Sie wissen, dass mein Lebenstraum nie war – und sicher nicht sein wird –, Minister zu werden. Ich bin durch und durch Parlamentarier. Und ich bin gerne Vizepräsident des Deutschen Bundestages. In dieser Funktion stehe ich der Bau- und Raumkommission des Ältestenrates vor. Ich würde mich freuen, dort noch einiges bewirken zu können. Das Besucherzentrum zum Beispiel muss endlich vorankommen. Die provisorischen Container, die seit Jahren vor dem Reichstagsgebäude stehen und durch die die Besucher des Bundestages immer noch durchgeschleust werden, sind nicht nur unansehnlich, sondern einfach nur peinlich.
 

Hätte die FDP die Verhandlungen zur Jamaika-Koalition vor vier Jahren nicht abgebrochen, wären Sie womöglich Finanzminister geworden. Inwieweit reizt Sie dieses Amt immer noch?

Gar nicht. Es war nie mein Ziel, Finanzminister zu werden. Ich hätte diese Funktion aber übernommen. Aber es ist richtig: Von den denkbaren Aufgaben, die man in einer Regierung übernehmen könnte, ist das Amt des Finanzministers noch immer das reizvollste.
 

Diesmal dürfte eher eine Ampel-Koalition eine Regierungsoption für die FDP sein, weil Union und Grüne womöglich auch allein regieren können.
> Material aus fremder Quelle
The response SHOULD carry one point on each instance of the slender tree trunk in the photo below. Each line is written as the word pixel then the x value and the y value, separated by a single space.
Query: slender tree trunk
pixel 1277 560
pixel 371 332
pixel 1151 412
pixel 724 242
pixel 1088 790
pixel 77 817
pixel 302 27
Ihr Parteichef Christian Lindner bezweifelt allerdings, dass es genug Gemeinsamkeiten mit den Grünen und der SPD gibt. Sehen Sie das auch so? Oder können Sie sich eine Ampel vorstellen, in der ja vermutlich auch Ihre alten Gegenspieler Robert Habeck und Ralf Stegner mitmischen würden?
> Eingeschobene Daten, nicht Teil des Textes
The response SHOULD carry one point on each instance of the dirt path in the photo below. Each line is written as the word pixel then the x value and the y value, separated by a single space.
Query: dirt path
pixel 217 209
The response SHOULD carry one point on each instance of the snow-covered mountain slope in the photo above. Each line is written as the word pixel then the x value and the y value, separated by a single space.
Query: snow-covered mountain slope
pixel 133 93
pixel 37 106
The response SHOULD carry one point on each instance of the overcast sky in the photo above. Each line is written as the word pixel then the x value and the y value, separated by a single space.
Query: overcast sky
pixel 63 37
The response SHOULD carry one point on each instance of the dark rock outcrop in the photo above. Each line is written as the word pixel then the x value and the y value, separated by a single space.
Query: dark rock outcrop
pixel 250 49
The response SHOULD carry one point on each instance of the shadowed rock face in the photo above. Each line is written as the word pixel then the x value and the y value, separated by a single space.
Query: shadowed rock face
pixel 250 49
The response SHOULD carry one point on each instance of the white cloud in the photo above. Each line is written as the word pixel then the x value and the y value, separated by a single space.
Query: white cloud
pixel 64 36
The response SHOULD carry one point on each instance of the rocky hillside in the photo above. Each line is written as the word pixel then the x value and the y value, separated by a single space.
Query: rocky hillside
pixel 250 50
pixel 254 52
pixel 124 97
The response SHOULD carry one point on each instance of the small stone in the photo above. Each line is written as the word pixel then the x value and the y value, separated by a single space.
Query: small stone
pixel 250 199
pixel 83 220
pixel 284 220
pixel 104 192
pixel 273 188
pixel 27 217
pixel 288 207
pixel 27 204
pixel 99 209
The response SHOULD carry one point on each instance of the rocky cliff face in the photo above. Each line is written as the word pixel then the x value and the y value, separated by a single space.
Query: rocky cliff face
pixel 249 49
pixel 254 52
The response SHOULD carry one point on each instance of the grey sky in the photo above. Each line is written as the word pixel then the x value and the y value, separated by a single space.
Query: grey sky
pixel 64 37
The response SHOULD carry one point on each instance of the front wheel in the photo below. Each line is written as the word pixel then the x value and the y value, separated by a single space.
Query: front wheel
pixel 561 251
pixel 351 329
An Spekulationen über Koalitionen beteilige ich mich nicht. Ich finde ja toll, dass Sie schon wissen, wie die Wahl im September ausgeht. Was ich darüber weiß, ist, dass das Ergebnis so schlecht wie noch nie prognostiziert werden kann. Ich habe erlebt, wie schnell die Union auf dem harten Boden der Tatsachen gelandet ist und dass man dort sogar befürchtet, von den Grünen überholt zu werden. Die Grünen haben vor zwei Jahren einen sehr schnellen Aufstieg erlebt – aber in jedem Wahljahr seit 2005 wieder und wieder massiv verloren. Die Lage ist sehr volatil. Aber, um auf Ihre Frage zurückzukommen: Ich kann mir vieles vorstellen, bis auf eine Koalition mit AfD oder Linkspartei. Und dass die substanz- und freudlose Esken-SPD für die Freien Demokraten aktuell nicht anschlussfähig ist, finde ich auch.
 

Eine andere Option für die FDP wäre eine Deutschlandkoalition mit Union, SPD und FDP. Ist so ein Bündnis für Sie denkbar?

Was mich etwas nervt, ist, dass es nur darum geht, wer was wird, und wer was mit wem zusammenmacht. Ich möchte, dass Deutschland wieder aus seinem Dämmerschlaf aufwacht und dass alle Kräfte mobilisiert werden, damit wir den Anschluss in der Welt nicht verlieren. Dass Angela Merkel dem Fortschrittsgeist in diesem Land gutgetan hat, wird niemand ernsthaft behaupten können – wenn wir allein darauf schauen, dass die Gesundheitsämter technisch noch immer auf dem Stand der 80er Jahre kommunizieren. Hier ist viel zu viel liegengeblieben und die Kanzlerin hatte nie die Ambition, daran substanziell etwas zu ändern. Das war übrigens auch ein Grund, warum die Jamaika-Verhandlungen 2017 gescheitert sind. Die Kanzlerin wollte die Ambitionslosigkeit unbedingt fortsetzen – was sie dann ja mit der SPD auch getan hat. Deshalb freue ich mich über jede politische Kraft, die mit uns zusammen einen fortschrittlichen und zukunftsgewandten Weg gehen will.
 

Schauen wir nach Schleswig-Holstein: Bei der letzten Bundestagswahl war die FDP hier drittstärkste Partei, hat 12,6 Prozent der Stimmen geholt und drei Abgeordnete nach Berlin entsandt. Auf wie viel Prozent hoffen Sie diesmal im Land? Und auf wie viele Abgeordnete?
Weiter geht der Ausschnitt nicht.